Java Integer parseInt() example

In this guide, you will learn about the Integer parseInt() method in Java programming and how to use it with an example.

1. Integer parseInt() Method Overview

Definition:

The parseInt() method of the Java Integer class converts a string representation of an integer to a primitive int value.

Syntax:

1. Integer.parseInt(String s)
2. Integer.parseInt(String s, int radix)

Parameters:

String s: The string representation of the integer to be parsed.

int radix: The base of the numeral system to be used for parsing the string (optional parameter, default is 10).

Key Points:

- Throws NumberFormatException if the provided string is not a valid representation of an integer.

- By default, the method parses the string as a base-10 integer. However, if you provide a radix, it can parse the string in different numeral systems, such as binary (base-2), octal (base-8), or hexadecimal (base-16).

- White spaces at the beginning or end of the string can lead to NumberFormatException.

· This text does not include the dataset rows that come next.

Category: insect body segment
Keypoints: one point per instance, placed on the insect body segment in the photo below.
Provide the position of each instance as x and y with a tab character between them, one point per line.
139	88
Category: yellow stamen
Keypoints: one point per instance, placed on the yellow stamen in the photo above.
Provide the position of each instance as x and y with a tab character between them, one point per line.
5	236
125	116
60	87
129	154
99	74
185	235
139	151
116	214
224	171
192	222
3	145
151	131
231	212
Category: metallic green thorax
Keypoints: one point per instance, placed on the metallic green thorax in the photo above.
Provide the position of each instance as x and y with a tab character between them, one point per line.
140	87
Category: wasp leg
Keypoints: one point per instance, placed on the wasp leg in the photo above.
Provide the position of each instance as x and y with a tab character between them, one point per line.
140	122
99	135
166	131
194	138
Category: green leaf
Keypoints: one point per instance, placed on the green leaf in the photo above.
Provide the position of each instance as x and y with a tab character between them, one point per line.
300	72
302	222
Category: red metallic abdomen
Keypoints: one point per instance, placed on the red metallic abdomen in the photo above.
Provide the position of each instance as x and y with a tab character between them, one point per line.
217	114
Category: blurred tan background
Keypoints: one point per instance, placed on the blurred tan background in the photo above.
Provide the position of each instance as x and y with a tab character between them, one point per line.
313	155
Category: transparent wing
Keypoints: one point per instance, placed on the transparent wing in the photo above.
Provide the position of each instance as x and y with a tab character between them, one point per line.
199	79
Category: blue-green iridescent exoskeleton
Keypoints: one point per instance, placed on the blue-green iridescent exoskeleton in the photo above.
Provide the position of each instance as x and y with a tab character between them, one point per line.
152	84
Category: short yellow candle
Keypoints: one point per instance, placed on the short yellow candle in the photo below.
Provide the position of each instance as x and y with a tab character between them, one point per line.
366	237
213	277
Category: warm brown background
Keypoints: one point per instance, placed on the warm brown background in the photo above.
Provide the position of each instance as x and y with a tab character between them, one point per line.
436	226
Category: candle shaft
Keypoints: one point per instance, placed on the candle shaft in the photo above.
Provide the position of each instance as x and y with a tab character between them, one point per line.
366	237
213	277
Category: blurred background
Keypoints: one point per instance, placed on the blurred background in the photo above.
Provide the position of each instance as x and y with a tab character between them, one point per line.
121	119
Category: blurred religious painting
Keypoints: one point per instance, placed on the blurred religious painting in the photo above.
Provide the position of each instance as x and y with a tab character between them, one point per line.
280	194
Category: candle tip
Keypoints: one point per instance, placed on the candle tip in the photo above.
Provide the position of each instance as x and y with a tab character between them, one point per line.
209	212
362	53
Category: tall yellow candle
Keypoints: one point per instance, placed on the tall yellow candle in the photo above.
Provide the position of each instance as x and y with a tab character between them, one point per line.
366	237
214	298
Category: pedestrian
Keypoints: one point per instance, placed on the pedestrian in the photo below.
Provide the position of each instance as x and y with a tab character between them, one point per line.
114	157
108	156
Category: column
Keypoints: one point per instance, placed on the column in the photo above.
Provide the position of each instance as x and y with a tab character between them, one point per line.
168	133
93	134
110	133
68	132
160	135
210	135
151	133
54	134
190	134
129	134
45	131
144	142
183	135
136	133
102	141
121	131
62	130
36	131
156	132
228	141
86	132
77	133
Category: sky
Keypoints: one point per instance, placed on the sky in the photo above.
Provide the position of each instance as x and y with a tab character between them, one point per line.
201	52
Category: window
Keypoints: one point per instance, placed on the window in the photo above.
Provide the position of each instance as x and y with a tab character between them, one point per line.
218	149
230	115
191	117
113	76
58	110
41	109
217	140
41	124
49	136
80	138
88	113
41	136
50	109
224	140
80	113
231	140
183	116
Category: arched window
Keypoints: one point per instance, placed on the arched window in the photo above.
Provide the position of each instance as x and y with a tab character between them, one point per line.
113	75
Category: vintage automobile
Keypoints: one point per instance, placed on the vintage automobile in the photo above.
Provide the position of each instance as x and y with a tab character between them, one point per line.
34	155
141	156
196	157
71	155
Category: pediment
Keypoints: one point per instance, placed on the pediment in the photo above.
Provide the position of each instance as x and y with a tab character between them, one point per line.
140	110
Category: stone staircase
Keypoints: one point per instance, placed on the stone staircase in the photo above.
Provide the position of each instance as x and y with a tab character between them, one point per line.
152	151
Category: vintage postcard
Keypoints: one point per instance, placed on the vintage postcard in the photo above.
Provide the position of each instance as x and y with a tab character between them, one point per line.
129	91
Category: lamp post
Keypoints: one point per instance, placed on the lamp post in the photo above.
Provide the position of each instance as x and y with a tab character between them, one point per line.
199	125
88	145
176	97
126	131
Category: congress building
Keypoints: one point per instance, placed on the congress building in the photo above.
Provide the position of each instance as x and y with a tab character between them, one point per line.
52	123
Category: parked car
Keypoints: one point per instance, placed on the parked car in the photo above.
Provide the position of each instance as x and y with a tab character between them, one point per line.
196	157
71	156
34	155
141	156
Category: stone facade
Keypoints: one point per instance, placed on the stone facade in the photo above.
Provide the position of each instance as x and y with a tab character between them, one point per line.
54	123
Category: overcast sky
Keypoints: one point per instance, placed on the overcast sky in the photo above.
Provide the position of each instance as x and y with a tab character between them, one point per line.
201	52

2. Integer parseInt() Method Example

import java.util.Arrays;
import java.util.List;

public class ParseIntExample {
    public static void main(String[] args) {
        String number = "12345";

        // Parse string in base 10 (default)
        int parsedNumber = Integer.parseInt(number);
        System.out.println("Parsed integer (base 10): " + parsedNumber);

        // Parse string in different bases
        List<String> numbers = Arrays.asList("1011", "64", "FF");
        List<Integer> radixes = Arrays.asList(2, 8, 16);

        for (int i = 0; i < numbers.size(); i++) {
            int result = Integer.parseInt(numbers.get(i), radixes.get(i));
            System.out.println("Parsed integer (base " + radixes.get(i) + "): " + result);
        }

        // Try parsing an invalid string
        try {
            int invalidParsedNumber = Integer.parseInt("ABC");
        } catch (NumberFormatException e) {
            System.out.println("Error parsing 'ABC': " + e.getMessage());
        }
    }
}

Output:

Parsed integer (base 10): 12345
Parsed integer (base 2): 11
Parsed integer (base 8): 52
Parsed integer (base 16): 255
Error parsing 'ABC': For input string: "ABC"

Explanation:

In the example, we started by parsing the string "12345" using the default base 10 method. 

We then parsed three different strings using various bases. The string "1011" was parsed as binary (base-2), "64" as octal (base-8), and "FF" as hexadecimal (base-16). 

Lastly, we attempted to parse an invalid string "ABC" without specifying a base, which led to a NumberFormatException.